Shonda Rhimes sat down with Oprah recently to talk about some big life changes she's gone through recently, and she opened up about her feelings on relationships, saying she had inadvertently been channeling her feelings into her writing for the hit show Grey's Anatomy.
Rhimes said she normally chooses to stay out of the spotlight while raising her kids, but has challenged herself in the last several months to do things she wouldn't normally do. That included being honest with herself--and her family--about what she really wanted.
”I was seriously dating somebody and I was like, I don’t want to do this. I guess I had been secretly feeling that way and writing it for Cristina. We’re all so conditioned to want it, I felt like there must be something wrong with me. But the minute I said it out loud to my family, it was fantastic. Now if somebody says, ‘Are you looking for that?’ I say, ‘Nope, looking for a boyfriend, not a husband.’ And there’s a freedom to that. There’s no pressure if you’re not looking for it," Rhimes said.
Rhimes made headlines over the weekend when she participated in the Twitter challenge to have intelligent questions presented to women on the red carpet at the Emmy Awards on Sunday, rather than conversations about what they were wearing. The movement started a trend on social media and marked the first time such a thing had been attempted at an awards show, which is usually all fun and fashion.
“Question for the #Emmys red carpet: What is the best piece of career advice someone has given to you? #SmartGirlsAsk” Shonda Rhimes tweeted.
Rhimes also got a shoutout at the awards ceremony from Viola Davis, who became the first black woman to win the Emmy for Outstanding Actress In A Drama Series. Davis thanked Shonda and several other writers who have played roles in getting meaningful parts for women of color.

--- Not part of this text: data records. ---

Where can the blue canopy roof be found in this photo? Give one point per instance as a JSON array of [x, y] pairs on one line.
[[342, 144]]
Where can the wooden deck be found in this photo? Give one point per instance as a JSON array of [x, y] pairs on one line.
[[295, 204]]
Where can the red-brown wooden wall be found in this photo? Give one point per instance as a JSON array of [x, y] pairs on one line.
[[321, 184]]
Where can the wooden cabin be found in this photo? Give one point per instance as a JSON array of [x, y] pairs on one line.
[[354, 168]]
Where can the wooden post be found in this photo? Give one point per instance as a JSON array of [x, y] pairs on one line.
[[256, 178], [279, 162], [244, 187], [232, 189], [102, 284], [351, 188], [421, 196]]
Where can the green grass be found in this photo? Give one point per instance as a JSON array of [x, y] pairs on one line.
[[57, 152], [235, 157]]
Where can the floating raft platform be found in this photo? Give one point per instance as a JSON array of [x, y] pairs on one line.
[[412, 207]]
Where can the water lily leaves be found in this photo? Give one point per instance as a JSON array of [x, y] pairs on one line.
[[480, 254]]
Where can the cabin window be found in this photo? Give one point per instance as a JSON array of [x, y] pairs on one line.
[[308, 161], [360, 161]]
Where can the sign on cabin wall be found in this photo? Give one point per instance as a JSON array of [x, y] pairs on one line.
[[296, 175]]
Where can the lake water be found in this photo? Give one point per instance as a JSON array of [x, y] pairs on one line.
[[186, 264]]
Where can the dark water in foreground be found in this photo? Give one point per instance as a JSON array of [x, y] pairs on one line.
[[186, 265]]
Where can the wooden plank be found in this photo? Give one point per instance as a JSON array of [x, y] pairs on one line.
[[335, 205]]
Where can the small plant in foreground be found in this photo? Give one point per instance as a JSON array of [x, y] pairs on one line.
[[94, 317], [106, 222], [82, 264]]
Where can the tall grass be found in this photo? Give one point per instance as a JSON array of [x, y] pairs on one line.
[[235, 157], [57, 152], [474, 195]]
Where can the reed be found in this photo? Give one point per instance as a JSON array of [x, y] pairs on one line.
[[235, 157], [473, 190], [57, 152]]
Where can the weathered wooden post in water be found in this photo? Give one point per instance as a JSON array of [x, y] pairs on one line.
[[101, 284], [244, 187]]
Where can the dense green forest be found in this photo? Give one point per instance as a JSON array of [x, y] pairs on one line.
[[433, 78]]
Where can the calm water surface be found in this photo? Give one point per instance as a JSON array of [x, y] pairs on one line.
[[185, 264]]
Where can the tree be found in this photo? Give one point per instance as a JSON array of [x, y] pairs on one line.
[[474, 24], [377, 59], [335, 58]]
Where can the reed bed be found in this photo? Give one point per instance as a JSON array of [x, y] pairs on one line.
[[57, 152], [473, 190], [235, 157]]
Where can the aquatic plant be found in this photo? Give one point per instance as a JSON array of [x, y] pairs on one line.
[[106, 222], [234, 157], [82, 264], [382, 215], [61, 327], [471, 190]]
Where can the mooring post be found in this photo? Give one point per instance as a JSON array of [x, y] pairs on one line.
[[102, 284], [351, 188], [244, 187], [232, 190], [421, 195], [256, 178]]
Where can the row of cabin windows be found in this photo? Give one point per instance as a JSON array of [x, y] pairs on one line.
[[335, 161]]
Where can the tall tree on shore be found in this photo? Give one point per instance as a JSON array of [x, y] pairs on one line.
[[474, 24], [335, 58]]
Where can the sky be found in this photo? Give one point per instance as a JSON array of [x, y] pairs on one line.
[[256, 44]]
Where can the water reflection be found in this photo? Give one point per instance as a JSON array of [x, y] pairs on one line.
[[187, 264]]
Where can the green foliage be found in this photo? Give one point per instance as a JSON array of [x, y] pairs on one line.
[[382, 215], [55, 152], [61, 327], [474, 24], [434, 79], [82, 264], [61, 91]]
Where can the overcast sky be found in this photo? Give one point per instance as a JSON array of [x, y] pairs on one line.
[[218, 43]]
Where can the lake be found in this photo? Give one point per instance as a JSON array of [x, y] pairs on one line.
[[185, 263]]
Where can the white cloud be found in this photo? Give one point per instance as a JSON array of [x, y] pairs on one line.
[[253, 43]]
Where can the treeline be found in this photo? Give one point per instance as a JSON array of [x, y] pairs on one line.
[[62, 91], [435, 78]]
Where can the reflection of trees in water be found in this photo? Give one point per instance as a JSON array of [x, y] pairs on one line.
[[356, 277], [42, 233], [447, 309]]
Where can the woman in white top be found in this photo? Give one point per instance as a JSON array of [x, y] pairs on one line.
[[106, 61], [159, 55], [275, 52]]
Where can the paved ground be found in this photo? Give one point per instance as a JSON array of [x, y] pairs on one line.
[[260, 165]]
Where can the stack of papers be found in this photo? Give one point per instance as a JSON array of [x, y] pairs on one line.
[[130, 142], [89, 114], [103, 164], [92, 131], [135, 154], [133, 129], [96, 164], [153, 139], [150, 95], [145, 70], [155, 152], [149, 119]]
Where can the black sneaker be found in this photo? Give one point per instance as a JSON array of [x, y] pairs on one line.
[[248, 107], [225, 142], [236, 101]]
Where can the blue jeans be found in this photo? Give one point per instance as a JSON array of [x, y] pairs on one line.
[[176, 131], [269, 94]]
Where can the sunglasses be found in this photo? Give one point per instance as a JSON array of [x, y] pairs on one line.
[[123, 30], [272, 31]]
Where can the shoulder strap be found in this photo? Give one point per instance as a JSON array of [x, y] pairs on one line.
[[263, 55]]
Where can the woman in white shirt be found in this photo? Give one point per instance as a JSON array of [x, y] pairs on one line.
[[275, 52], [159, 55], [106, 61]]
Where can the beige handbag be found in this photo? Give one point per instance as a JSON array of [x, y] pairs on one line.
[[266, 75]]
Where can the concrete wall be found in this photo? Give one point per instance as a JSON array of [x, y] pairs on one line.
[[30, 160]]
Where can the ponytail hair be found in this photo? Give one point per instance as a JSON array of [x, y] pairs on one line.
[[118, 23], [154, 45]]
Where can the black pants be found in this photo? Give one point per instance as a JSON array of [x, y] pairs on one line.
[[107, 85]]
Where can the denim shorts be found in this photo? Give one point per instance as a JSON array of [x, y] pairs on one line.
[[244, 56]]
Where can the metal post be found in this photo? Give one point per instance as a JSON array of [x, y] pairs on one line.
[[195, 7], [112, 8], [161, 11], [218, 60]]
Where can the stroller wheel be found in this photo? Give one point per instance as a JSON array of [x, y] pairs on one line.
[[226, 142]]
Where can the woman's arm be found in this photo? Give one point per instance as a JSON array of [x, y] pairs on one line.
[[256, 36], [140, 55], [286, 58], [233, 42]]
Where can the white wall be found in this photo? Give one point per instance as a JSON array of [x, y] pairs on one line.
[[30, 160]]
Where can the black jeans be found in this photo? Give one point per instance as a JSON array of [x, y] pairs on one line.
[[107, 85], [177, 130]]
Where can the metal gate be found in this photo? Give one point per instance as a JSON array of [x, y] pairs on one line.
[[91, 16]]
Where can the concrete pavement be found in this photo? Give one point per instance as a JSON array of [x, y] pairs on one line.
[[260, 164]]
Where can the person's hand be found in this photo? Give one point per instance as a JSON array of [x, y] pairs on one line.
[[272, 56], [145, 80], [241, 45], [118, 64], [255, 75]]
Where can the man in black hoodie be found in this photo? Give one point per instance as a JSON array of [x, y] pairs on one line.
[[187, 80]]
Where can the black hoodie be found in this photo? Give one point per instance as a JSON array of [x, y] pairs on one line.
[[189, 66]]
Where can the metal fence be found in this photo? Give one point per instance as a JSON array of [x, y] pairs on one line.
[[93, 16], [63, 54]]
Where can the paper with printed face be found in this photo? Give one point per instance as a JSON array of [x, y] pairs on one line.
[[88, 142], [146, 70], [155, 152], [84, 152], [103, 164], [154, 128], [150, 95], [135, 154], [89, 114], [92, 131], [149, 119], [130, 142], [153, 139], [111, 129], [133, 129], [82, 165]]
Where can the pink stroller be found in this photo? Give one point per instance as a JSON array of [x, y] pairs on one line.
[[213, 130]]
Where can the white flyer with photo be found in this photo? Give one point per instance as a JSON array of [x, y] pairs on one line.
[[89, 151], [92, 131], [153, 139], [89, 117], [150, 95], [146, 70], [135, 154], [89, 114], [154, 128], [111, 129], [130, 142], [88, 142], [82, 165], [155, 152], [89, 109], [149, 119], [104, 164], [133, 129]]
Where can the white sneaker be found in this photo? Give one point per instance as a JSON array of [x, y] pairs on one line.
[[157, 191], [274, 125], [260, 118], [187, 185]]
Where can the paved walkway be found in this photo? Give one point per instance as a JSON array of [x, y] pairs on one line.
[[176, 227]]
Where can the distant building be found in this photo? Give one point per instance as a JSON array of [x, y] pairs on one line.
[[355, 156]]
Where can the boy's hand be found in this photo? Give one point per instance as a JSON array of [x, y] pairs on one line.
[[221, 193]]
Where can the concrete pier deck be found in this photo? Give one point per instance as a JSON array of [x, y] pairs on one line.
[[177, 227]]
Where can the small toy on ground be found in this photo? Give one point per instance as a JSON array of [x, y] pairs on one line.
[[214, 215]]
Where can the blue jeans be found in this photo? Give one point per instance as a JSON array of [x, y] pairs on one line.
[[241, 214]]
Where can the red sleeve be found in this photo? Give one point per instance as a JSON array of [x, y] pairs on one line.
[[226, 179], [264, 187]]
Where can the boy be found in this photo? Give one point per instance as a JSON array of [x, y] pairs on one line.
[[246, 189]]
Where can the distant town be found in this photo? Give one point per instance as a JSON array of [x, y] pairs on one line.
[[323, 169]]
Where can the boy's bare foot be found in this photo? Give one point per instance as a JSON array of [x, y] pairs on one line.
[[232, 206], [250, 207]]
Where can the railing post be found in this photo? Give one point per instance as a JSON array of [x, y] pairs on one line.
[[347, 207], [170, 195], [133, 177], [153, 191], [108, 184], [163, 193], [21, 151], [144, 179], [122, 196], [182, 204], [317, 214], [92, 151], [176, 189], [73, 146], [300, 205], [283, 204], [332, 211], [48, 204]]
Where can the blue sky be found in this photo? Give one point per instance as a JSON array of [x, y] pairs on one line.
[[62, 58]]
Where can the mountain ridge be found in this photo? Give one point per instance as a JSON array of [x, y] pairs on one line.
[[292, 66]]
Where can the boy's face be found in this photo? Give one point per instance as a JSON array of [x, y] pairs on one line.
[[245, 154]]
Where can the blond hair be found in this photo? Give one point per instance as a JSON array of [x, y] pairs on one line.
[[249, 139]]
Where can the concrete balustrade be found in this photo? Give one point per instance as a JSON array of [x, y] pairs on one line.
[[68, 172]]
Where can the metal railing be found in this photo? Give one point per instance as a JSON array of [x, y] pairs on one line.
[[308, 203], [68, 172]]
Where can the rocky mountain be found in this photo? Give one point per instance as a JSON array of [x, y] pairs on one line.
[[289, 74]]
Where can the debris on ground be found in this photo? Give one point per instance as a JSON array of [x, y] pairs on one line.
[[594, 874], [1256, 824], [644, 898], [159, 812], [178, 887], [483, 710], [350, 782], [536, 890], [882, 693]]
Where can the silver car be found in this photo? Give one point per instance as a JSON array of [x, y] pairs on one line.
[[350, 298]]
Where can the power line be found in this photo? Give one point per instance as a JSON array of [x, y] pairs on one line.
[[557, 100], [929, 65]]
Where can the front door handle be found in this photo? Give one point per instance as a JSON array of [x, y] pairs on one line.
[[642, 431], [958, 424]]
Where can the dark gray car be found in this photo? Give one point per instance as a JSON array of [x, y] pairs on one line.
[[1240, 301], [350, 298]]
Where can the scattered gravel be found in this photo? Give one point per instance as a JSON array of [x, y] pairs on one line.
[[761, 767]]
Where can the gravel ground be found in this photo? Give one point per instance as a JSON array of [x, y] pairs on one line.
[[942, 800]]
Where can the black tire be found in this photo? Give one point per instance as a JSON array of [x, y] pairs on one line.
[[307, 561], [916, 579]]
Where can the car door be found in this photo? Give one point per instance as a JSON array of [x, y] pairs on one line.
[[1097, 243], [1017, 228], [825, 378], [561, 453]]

"'In my mind I see a line, and over that line, I see green fields and lovely flowers and beautiful white women with their arms stretched out to me over that line, but I can't seem to get there no how. I can't seem to get over that line.' That was Harriet Tubman in the 1800s. And let me tell you something, the only thing that separates women of color from anyone else is opportunity. You cannot win an Emmy for roles that are simply not there. So here's to all the writers, the awesome people—Ben Sherwood, Paul Lee, Peter Nowalk, Shonda Rhimes—people who have redefined what it means to be beautiful, to be sexy, to be a leading women, to be black. And to the to the Taraji P. Hensons, the Kerry Washingtons, the Halle Berrys, the Nicole Beharies, the Meagan Goods, to Gabrielle Union, thank you for taking us over that line," Davis said.